Newton's second law states that the torque (τ) acting on an object equals the moment of inertia (I) times the angular acceleration (α). In this case, the torque is caused by the gravitational force (mg) acting on the center of mass of the tower, which is located at the midpoint of its height. Therefore, we can write the equation: τ = Iα.

We know that the moment of inertia for a uniform, circular cylinder is given by I = (1/2)mr^2, where m is the mass of the cylinder and r is the radius. In this case, the mass of the tower is not given, but we can calculate it using its volume and density. The volume of a cylinder is given by V = πr^2h, and the density (ρ) is given by ρ = m/V. Therefore, the mass of the tower is m = ρV = ρπr^2h.

Now, let's plug in our values and solve for the torque:

τ = (mg)(h/2) = (ρπr^2h)(g)(h/2) = (ρπr^2h^2)(g/2)

Since we want to find the additional displacement needed at the top to bring the tower to the verge of toppling, we can set this torque equal to the torque caused by the additional displacement, which is given by τ = xmg. Therefore, we can write the equation:

xmg = (ρπr^2h^2)(g/2)

Solving for x, we get:

x = (ρπr^2
 

1. What is the concept of equilibrium in Newton's Laws of Rotation?

In Newton's Laws of Rotation, equilibrium refers to the state in which an object's rotational motion does not change. This means that the net torque acting on the object is equal to zero.

2. How is equilibrium achieved in rotational motion?

Equilibrium in rotational motion is achieved when the sum of all the torques acting on an object is equal to zero. This can be achieved by balancing the forces acting on the object or by adjusting the object's center of mass.

3. What are some real-life examples of equilibrium in rotational motion?

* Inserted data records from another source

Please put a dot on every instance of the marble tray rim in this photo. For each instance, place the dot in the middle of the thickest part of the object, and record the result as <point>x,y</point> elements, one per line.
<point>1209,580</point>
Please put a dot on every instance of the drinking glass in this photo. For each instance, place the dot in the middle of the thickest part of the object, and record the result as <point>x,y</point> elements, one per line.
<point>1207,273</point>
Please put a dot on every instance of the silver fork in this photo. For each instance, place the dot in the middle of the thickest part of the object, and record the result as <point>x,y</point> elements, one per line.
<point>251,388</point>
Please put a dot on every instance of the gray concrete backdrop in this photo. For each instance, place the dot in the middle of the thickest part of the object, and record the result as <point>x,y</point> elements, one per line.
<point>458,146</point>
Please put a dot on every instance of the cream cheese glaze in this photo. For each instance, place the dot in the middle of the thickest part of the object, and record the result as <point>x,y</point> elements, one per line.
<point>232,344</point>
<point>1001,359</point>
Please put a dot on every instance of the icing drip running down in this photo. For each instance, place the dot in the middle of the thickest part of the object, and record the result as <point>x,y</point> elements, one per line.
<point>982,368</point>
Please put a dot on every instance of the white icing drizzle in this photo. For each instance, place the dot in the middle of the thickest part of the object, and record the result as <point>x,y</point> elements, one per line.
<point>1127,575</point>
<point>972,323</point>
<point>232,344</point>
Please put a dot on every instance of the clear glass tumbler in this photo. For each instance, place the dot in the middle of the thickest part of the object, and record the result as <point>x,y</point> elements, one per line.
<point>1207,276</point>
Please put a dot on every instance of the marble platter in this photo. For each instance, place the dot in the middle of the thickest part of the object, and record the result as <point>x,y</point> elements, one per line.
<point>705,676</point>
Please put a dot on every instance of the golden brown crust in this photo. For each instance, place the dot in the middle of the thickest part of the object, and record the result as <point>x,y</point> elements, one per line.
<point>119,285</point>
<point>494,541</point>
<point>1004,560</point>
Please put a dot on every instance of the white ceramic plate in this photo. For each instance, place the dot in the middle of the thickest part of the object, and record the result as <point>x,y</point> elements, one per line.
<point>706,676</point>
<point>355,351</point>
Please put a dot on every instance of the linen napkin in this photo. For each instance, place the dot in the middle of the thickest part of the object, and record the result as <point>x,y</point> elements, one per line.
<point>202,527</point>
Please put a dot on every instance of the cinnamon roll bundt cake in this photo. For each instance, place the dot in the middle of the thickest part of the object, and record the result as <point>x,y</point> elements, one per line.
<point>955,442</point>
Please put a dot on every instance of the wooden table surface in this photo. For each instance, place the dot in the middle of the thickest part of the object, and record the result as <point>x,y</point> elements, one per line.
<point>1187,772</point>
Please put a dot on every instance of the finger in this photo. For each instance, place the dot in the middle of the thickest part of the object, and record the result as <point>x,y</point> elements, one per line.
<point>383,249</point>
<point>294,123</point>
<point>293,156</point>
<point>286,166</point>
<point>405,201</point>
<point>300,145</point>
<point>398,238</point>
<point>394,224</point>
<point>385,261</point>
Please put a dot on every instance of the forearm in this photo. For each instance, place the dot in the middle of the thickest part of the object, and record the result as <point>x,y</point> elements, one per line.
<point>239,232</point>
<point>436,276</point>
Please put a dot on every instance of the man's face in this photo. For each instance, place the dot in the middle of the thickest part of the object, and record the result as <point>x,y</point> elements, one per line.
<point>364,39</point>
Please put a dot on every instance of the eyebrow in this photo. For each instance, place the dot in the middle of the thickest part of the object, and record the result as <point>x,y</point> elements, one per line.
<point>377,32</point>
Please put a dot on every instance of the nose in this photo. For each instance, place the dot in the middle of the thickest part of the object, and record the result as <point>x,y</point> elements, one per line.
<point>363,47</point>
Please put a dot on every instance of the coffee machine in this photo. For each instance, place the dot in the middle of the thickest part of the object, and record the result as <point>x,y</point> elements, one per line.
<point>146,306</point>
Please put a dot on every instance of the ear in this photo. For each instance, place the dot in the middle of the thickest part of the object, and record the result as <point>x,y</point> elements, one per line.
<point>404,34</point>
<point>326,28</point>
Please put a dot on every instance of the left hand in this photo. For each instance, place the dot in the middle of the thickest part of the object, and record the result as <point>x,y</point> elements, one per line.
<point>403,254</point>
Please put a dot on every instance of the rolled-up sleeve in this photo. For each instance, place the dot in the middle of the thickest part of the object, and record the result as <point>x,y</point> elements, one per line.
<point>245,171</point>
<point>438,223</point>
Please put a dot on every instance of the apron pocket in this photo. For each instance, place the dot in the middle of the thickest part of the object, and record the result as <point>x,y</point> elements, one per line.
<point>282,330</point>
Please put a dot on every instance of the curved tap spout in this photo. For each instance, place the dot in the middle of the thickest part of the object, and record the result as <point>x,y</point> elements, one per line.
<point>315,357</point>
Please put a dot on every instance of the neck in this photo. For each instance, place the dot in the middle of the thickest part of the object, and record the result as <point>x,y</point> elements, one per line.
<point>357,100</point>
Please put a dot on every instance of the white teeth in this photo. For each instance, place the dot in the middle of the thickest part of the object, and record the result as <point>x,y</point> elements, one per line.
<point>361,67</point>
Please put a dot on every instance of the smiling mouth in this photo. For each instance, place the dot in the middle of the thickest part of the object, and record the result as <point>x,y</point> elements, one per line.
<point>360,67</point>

Some real-life examples of equilibrium in rotational motion include a spinning top, a bicycle wheel in motion, and a Ferris wheel. In all of these examples, the object's rotational motion remains constant due to the balanced torques acting on them.

4. How does the concept of equilibrium apply to objects with irregular shapes?

The concept of equilibrium applies to objects with irregular shapes in the same way as it does to objects with regular shapes. The key is to find the object's center of mass and ensure that the net torque acting on it is equal to zero.

5. Can an object be in both translational and rotational equilibrium at the same time?

Yes, an object can be in both translational and rotational equilibrium at the same time. This means that the object's motion remains constant both in terms of its position and its rotation.